Unconfigured Ad

Collapse
X
 
  • Filter
  • Time
  • Show
Clear All
new posts
  • Vanisha
    Member
    • Nov 2009
    • 21

    Novoalign alignment script help (perl)

    Hello
    Can anyone help with a perl script I have written to align multiple fastq files using novoalign. I am having trouble declaring the sample name into the script, so that once the alignments are complete, it is output with the correct sample name
    So far I have this:

    #!/usr/bin/perl
    use strict;

    my $sample;
    chomp (my @fastq_R1list=`ls ./300bp_fastq/${sample}*R1_001.fastq.gz`);
    chomp (my @fastq_R2list=`ls ./300bp_fastq/${sample}*R2_001.fastq.gz`);

    while ($#fastq_R1list>0) {

    my $fastq1=pop(@fastq_R1list);
    my $fastq2=pop(@fastq_R2list);

    if (! -e "$fastq1"){die "no fastq.gz file found for $fastq1\n";}
    if (! -e "$fastq2"){die "no fastq.gz file found for $fastq2\n";}

    my $sam="\$\'\@RG\\tID:${sample}\\tSM:${sample}\\tPL:ILLUMINA\'";

    system ( "/novoalign -t 100 -H -F ILM1.8 -g 65 -x 7 -o FullNW -c 1 -o SAM $sam -f ./trimmed/${sample}.fastq1.trimmed.gz ./trimmed/${sample}.fastq2.trimmed.gz -d /reference_genomes/novo/human_g1k_v37.k15.s2.novoindex -k -K ./trimmed/${sample}_novocalibration > /dev/null" );
    system ( "/novoalign -t 100 -H -F ILM1.8 -g 65 -x 7 -o FullNW -c 1 -o SAM $sam -f ./trimmed/${sample}.fastq1.trimmed.gz ./trimmed/${sample}.fastq2.trimmed.gz -d /reference_genomes/novo/human_g1k_v37.k15.s2.novoindex -k ./trimmed/${sample}_novocalibration > ./trimmed/${sample}.sam" );
    system ("rm ./trimmed/${sample}.fastq1.trimmed.gz ./trimmed/${sample}.fastq2.trimmed.gz ./trimmed/${sample}_novocalibration" );

    }
    #./trimmed is the output folder

    No sam files are being output even though the script runs.
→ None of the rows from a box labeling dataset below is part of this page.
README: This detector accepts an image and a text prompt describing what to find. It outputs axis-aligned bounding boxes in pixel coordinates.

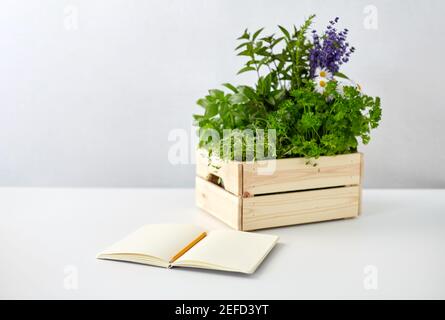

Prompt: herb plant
[194,15,381,160]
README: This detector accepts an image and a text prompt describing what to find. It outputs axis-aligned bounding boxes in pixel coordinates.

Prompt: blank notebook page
[102,224,204,261]
[177,230,278,273]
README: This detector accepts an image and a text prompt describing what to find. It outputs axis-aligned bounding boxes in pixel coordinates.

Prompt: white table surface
[0,188,445,299]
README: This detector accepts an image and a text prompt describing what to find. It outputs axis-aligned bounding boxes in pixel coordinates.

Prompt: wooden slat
[196,150,243,195]
[358,152,365,215]
[243,186,360,230]
[242,153,361,196]
[195,177,242,230]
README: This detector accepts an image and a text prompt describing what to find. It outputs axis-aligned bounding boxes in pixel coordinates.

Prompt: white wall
[0,0,445,187]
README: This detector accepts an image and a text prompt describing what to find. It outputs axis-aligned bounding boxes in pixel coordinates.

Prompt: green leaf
[229,93,249,104]
[196,98,208,108]
[237,67,256,74]
[252,28,264,41]
[278,25,291,40]
[235,42,250,51]
[334,72,349,80]
[223,83,238,93]
[205,103,218,118]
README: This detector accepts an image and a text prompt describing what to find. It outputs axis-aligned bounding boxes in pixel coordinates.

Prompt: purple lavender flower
[309,17,355,77]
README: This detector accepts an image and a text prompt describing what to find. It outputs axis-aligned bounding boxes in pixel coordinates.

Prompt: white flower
[315,67,332,80]
[334,78,348,95]
[334,77,362,95]
[314,77,329,93]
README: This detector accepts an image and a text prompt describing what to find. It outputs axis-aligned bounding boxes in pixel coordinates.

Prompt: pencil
[170,232,207,263]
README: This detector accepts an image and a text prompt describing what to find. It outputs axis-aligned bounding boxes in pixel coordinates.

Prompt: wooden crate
[196,151,363,230]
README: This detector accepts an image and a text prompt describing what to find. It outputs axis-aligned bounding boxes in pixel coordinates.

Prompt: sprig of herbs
[194,15,381,159]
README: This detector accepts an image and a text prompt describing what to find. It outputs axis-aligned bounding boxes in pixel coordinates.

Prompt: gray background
[0,0,445,188]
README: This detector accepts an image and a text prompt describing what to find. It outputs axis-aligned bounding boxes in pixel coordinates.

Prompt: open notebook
[97,224,278,273]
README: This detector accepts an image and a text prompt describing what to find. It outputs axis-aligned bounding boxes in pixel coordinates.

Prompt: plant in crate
[194,16,381,229]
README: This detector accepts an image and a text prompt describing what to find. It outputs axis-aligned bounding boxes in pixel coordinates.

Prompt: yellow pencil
[170,232,207,263]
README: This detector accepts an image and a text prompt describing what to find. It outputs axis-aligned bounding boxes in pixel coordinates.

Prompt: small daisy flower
[315,67,332,79]
[335,81,345,95]
[315,77,328,93]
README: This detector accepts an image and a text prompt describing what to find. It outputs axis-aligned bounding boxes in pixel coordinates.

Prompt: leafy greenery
[194,16,381,159]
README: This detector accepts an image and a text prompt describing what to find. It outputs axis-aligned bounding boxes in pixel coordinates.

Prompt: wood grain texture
[242,153,361,196]
[196,150,243,195]
[243,186,360,230]
[195,177,242,230]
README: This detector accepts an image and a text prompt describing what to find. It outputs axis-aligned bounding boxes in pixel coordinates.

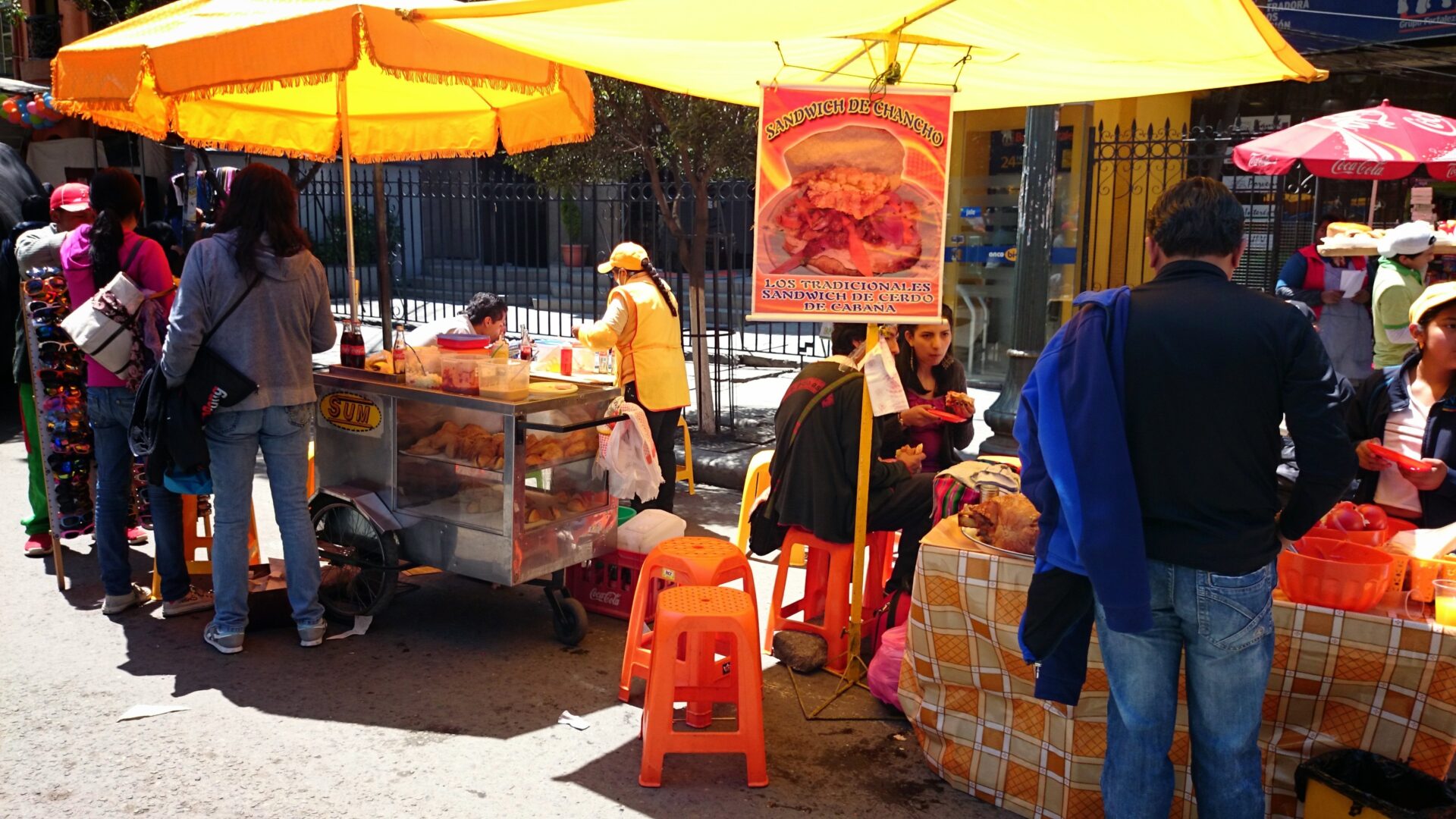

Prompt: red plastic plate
[1370,443,1436,472]
[926,410,965,424]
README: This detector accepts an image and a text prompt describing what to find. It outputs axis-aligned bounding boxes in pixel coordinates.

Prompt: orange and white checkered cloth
[900,517,1456,819]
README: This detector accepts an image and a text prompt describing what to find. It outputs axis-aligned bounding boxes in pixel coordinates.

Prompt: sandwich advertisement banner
[748,86,951,322]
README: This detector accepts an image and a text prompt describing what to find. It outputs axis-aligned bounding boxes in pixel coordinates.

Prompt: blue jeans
[206,403,323,634]
[1097,560,1276,819]
[86,386,192,601]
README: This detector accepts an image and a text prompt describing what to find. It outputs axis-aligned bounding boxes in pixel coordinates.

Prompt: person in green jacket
[1372,221,1436,369]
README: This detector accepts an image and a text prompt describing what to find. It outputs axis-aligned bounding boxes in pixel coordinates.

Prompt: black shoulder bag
[748,372,864,555]
[182,271,264,424]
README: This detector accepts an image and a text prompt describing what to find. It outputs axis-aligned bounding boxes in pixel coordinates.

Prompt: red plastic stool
[763,526,894,672]
[638,586,769,789]
[617,538,758,727]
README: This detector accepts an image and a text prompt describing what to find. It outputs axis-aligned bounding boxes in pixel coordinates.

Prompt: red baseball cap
[51,182,90,213]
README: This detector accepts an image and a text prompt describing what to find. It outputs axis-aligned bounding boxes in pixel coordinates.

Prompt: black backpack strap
[763,370,864,514]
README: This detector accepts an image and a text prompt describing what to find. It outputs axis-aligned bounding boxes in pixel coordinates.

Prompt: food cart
[310,367,620,644]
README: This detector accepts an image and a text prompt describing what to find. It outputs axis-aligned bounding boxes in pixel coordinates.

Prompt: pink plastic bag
[866,623,907,711]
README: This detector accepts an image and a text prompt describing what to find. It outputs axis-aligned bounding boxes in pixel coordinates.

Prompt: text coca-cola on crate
[566,551,651,620]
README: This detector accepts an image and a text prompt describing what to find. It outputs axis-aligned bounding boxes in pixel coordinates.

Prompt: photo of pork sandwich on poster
[758,125,939,277]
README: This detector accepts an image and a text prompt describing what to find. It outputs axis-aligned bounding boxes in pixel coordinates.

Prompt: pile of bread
[526,491,607,526]
[526,428,597,466]
[405,421,597,469]
[1320,221,1385,251]
[405,421,505,469]
[959,493,1041,555]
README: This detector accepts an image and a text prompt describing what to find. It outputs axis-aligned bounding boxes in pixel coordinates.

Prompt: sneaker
[299,623,329,648]
[100,583,152,615]
[202,623,243,654]
[162,588,212,617]
[25,532,55,557]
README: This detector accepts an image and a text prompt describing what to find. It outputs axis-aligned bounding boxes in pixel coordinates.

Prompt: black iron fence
[1082,120,1415,291]
[300,160,824,427]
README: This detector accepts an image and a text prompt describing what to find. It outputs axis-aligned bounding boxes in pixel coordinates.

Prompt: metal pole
[373,162,394,350]
[337,76,359,322]
[981,105,1060,455]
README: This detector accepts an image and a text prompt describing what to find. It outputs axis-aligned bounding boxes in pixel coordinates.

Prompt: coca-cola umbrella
[1233,99,1456,221]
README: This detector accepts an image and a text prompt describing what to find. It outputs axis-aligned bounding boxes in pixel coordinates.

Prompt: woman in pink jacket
[60,168,212,617]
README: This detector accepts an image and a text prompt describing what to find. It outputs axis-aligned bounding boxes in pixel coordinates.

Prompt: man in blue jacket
[1016,177,1356,819]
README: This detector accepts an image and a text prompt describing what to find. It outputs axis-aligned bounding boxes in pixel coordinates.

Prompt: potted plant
[560,199,587,267]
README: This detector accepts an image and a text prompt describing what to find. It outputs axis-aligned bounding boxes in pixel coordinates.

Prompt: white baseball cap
[1376,221,1436,259]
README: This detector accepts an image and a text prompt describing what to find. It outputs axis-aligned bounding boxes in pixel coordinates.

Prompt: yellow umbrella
[51,0,594,316]
[405,0,1328,111]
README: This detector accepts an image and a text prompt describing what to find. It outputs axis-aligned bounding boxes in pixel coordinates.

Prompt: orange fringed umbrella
[51,0,594,315]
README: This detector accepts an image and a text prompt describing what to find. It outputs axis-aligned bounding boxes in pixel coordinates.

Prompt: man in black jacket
[1094,177,1356,819]
[770,324,935,590]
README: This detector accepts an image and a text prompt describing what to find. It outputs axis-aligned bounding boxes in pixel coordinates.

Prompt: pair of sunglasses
[61,512,92,529]
[35,324,71,344]
[39,369,82,386]
[29,302,70,325]
[41,388,86,413]
[20,275,65,296]
[51,433,92,455]
[49,452,90,479]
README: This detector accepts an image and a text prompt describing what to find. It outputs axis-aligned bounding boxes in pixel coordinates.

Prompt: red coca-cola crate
[566,551,646,620]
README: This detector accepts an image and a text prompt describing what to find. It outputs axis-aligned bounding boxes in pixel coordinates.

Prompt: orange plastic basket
[1279,536,1393,612]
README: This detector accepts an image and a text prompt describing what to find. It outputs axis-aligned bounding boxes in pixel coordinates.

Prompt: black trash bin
[1294,751,1456,819]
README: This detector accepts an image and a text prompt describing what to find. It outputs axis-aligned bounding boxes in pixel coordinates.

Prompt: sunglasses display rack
[20,267,96,588]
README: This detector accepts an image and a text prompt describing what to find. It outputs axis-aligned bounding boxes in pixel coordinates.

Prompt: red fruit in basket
[1357,503,1388,531]
[1335,509,1364,532]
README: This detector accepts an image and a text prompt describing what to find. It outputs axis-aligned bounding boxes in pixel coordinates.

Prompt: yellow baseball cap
[1410,281,1456,324]
[597,242,646,272]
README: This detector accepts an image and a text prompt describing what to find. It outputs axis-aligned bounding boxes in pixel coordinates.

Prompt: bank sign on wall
[748,86,951,322]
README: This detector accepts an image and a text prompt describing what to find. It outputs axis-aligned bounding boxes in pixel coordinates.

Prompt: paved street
[0,419,999,817]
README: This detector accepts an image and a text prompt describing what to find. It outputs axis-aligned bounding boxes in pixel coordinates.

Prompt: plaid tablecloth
[900,517,1456,817]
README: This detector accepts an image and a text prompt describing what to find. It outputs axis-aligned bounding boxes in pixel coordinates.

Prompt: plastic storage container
[617,509,687,554]
[438,334,489,395]
[1279,538,1392,612]
[476,357,532,400]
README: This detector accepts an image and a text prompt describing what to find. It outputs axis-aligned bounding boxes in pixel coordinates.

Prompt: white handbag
[61,239,172,379]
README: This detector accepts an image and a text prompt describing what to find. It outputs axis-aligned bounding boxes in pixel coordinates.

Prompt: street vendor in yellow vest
[573,242,689,512]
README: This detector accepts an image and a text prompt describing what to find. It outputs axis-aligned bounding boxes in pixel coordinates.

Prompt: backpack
[748,372,864,557]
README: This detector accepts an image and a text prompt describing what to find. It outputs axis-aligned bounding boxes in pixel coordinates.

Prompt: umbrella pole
[337,76,359,324]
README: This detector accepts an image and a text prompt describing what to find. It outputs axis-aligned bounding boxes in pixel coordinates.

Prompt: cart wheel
[552,598,587,645]
[313,501,399,623]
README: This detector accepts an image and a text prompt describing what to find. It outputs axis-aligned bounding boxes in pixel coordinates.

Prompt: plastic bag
[866,623,908,711]
[597,398,663,500]
[864,337,910,419]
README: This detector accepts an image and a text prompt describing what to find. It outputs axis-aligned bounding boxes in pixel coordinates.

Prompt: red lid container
[437,332,491,353]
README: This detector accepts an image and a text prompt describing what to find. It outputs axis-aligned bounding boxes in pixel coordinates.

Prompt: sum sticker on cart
[318,392,384,438]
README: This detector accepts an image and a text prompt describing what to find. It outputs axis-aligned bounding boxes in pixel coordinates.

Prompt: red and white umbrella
[1233,99,1456,180]
[1233,99,1456,221]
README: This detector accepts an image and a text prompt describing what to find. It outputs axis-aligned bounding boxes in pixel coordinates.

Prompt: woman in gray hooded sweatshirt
[162,163,335,654]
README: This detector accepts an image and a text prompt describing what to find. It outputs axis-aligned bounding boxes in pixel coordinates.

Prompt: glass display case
[315,369,620,586]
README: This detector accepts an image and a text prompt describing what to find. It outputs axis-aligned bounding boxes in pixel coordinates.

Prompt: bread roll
[783,125,905,184]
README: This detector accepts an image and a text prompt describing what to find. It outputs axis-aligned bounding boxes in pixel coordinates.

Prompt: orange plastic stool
[638,586,769,789]
[152,495,262,601]
[617,538,758,727]
[763,526,894,673]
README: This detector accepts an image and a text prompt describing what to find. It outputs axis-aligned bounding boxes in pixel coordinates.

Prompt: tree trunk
[686,175,718,436]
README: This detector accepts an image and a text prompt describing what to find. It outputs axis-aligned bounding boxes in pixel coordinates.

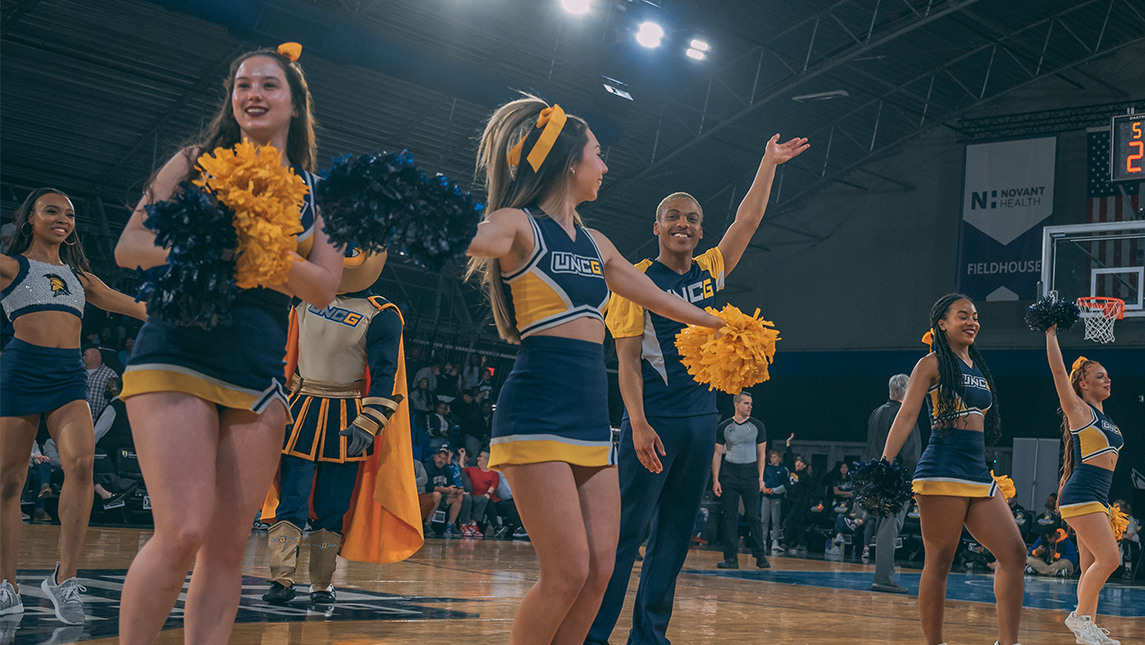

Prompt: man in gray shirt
[863,373,923,593]
[712,392,771,569]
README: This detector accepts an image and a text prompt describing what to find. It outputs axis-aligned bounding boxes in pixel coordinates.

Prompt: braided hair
[930,293,1002,442]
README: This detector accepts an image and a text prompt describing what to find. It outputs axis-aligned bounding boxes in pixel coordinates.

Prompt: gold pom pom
[195,140,310,289]
[676,305,780,394]
[1110,506,1129,542]
[990,471,1018,501]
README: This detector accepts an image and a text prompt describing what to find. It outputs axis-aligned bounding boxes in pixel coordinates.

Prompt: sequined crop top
[926,357,994,424]
[1069,406,1126,464]
[0,254,85,321]
[502,209,610,338]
It's as though the sample names are not being declared but I though I did that with:
    my $sample;
    chomp (my @fastq_R1list=`ls ./300bp_fastq/${sample}*R1_001.fastq.gz`);
    chomp (my @fastq_R2list=`ls ./300bp_fastq/${sample}*R2_001.fastq.gz`);

    I am pretty new to perl! Any help is appreciated.

    Thanks
    Vanisha
  • boetsie
    Senior Member
    • Feb 2010
    • 245

    #2
    Hi Vanisha,

    I don't know if this solves your problem, but it looks like you declared the variable $sample but did not attach a name to it. So $sample is still empty.

    Regards,
    Boetsie

    Comment

    • Vanisha
      Member
      • Nov 2009
      • 21

      #3
      Hi Boetsie

      I have a sample list relating to $sample in the command:
      chomp (my @fastq_R1list=`ls ./300bp_fastq/${sample}*R1_001.fastq.gz`);

      When I do:
      chomp (my $sample = `ls ./sample`);

      it still doesn't identify the sample list to input into ${sample}

      Comment

      • GenoMax
        Senior Member
        • Feb 2008
        • 7142

        #4
        Since you are using relative paths, are you running your perl script from a directory that is immediately above the "300bp_fastq" directory?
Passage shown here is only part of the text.